Die Zerstörung der Kirche und die Schließung der Schule sowie das Verbot des Gebrauchs der vom Beschwerdeführer (auch) gesprochenen Sprache ist im Zuge von Kampfhandlungen zwischen syrischen Soldaten und christlichen Milizen erfolgt; Verfolgungshandlungen, die sich gegen den Beschwerdeführer etwa aufgrund seiner Religionszugehörigkeit richteten, können darin nicht erblickt werden. Auch die gegen alle Angehörigen der Religionsgemeinschaft des Beschwerdeführers in Bkifa gerichtete Drohung wurde im gegebenen Zusammenhang letztlich zutreffend von der belangten Behörde als Auswirkung des Bürgerkrieges und nicht als spezifische, gegen den Beschwerdeführer aus einem der in § 1 Z. 1 AsylG 1991 genannten Gründe gerichtete Verfolgung gesehen.
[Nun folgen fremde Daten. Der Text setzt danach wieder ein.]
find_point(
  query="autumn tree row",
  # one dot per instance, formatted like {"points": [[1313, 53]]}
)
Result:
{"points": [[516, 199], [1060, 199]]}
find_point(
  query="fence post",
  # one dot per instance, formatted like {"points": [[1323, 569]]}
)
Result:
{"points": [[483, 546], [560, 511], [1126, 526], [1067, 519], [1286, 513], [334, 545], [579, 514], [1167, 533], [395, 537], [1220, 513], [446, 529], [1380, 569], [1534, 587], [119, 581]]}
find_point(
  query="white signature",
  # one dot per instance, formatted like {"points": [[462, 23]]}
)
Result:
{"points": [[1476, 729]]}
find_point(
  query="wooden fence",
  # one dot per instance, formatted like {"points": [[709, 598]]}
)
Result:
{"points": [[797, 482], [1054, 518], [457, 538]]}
Wenn der Beschwerdeführer erstmalig in seiner Beschwerde vorbringt, als Christ syrischer Abstammung Mitglied einer im Libanon gesetzlich nicht anerkannten Religionsgemeinschaft und daher auch nicht libanesischer Staatsangehöriger zu sein, handelt es sich dabei um gemäß § 41 Abs. 1 VwGG unbeachtliche Neuerungen.
Der Beschwerdeführer bringt weiters vor, die belangte Behörde sei ihrer Pflicht zur vollständigen Aufklärung des Sachverhaltes nicht nachgekommen, es sei insbesondere die Verfolgung der christlichen Gruppierung, der er angehöre, im allgemeinen sowie die Verfolgung des Beschwerdeführers im besonderen aufgrund der Zugehörigkeit zu dieser Minderheit nicht erhoben worden. Demgegenüber ist der Beschwerdeführer jedoch auf § 20 AsylG 1991 zu verweisen, dessen Abs. 2 normiert, daß der Bundesminister eine Ergänzung oder Wiederholung des Ermittlungsverfahrens nur anzuordnen hat, wenn dieses OFFENKUNDIG mangelhaft war, der Asylwerber Bescheinigungsmittel vorlegt, die im Verfahren erster Instanz nicht zugänglich waren oder wenn sich der Sachverhalt, der der Entscheidung erster Instanz zugrundegelegt wurde, in der Zwischenzeit geändert hat. Der Beschwerdeführer hat jedoch nie behauptet, daß einer dieser Gründe für eine Ergänzung oder Wiederholung des erstinstanzlichen Verfahrens vorgelegen sei; ein solcher Grund ist auch nach den Akten des Verwaltungsverfahrens nicht erkennbar. Der belangten Behörde ist daher, wenn sie bei ihrer Entscheidung vom Ergebnis des erstinstanzlichen Ermittlungsverfahrens gemäß § 20 Abs. 1 AsylG 1991 ausgegangen ist, in diesem Punkt kein wesentlicher Verfahrensfehler unterlaufen.
Da sich die Beschwerde sohin als nicht berechtigt erweist, war sie gemäß § 42 Abs. 1 VwGG abzuweisen.
Die Entscheidung über den Aufwandersatz gründet sich auf die §§ 47 ff VwGG in Verbindung mit der Verordnung BGBl. Nr. 104/1991.